Sulla base di quanto detto in precedenza, possiamo definire un marcatore genetico come gene che presenta le seguenti caratteristiche:
a) deve essere strettamente associato con il gene oggetto di studio, poiché più i due loci sono vicini, minore è la probabilità che tra essi si verifichi una ricombinazione. I risultati di numerose indicano che la distanza massima tra marcatore genetico e gene non dovrebbe superare i 20 cM.
b) deve presentare un elevato polimorfismo (cioè avere più alleli). Il polimorfismo consente di stabilire l’origine di un allele: se l’allele portato da un individuo è presente nel padre e non nella madre, ovviamente l’individuo lo avrà ricevuto dal padre. E’ chiaro quindi che tanto maggiore sarà il polimorfismo di un locus marcatore, tanto maggiore sarà la possibilità che i genitori abbiano genotipo differente e maggiore sarà la probabilità di individuare l’origine dell’allele. Una delle ragioni della grande diffusione dei marcatori a livello del DNA, ed in particolare dei microsatelliti, deriva proprio dall’elevatissimo polimorfismo che essi presentano.

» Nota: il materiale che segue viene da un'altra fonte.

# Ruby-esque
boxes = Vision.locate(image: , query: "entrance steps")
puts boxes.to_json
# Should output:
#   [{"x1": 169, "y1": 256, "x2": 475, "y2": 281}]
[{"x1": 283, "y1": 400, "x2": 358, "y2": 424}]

c) deve avere una sicura e facile identificazione genotipica. Cioè il genotipo al locus marcatore deve essere facilmente ed inequivocabilmente determinato. Sino a qualche tempo fa tale determinazione veniva fatta a livello fenotipico, ora grazie all’avvento dell’analisi genetica molecolare, la determinazione del genotipo o tipizzazione, viene fatta a livello di DNA. Tra i vantaggi di quest’ultima tecnica, va ricordato il fatto che essa consente di tipizzare gli animali indipendentemente dalla manifestazione fenotipica del carattere e quindi il più precocemente possibile.
d) deve avere un meccanismo ereditario di tipo mendeliano semplice, in modo che la identificazione dell’origine degli alleli posseduti da un individuo sia il più agevole possibile. Ovviamente, un marcatore codominante sarà più informativo di uno i cui alleli presentano fenomeni di dominanza e recessività.

I marcatori sono rilevabili a vari livelli : morfologico (la variabilità è espressa a livello fenotipico  come i caratteri mendeliani qualitativi), biochimico (la variabilità è espressa ma non totalmente osservabile, servono analisi biochimiche come per il sangue, isoenzimi e proteine nel latte), e DNA (la variabilità è osservabile solo a livello genotipico, non è tradotta in proteine come le SNP, micro satelliti, RFLP, AFLP, RAPD). I marcatori molecolari non sono influenzati dall’ambiente, sono neutrali, stabili, numerosi, polimorfici, generalmente codominanti, facili da monitorare, si possono campionare qualsiasi tipo di tessuto indipendentemente dal sesso ed età per mezzo di analisi automatizzabili.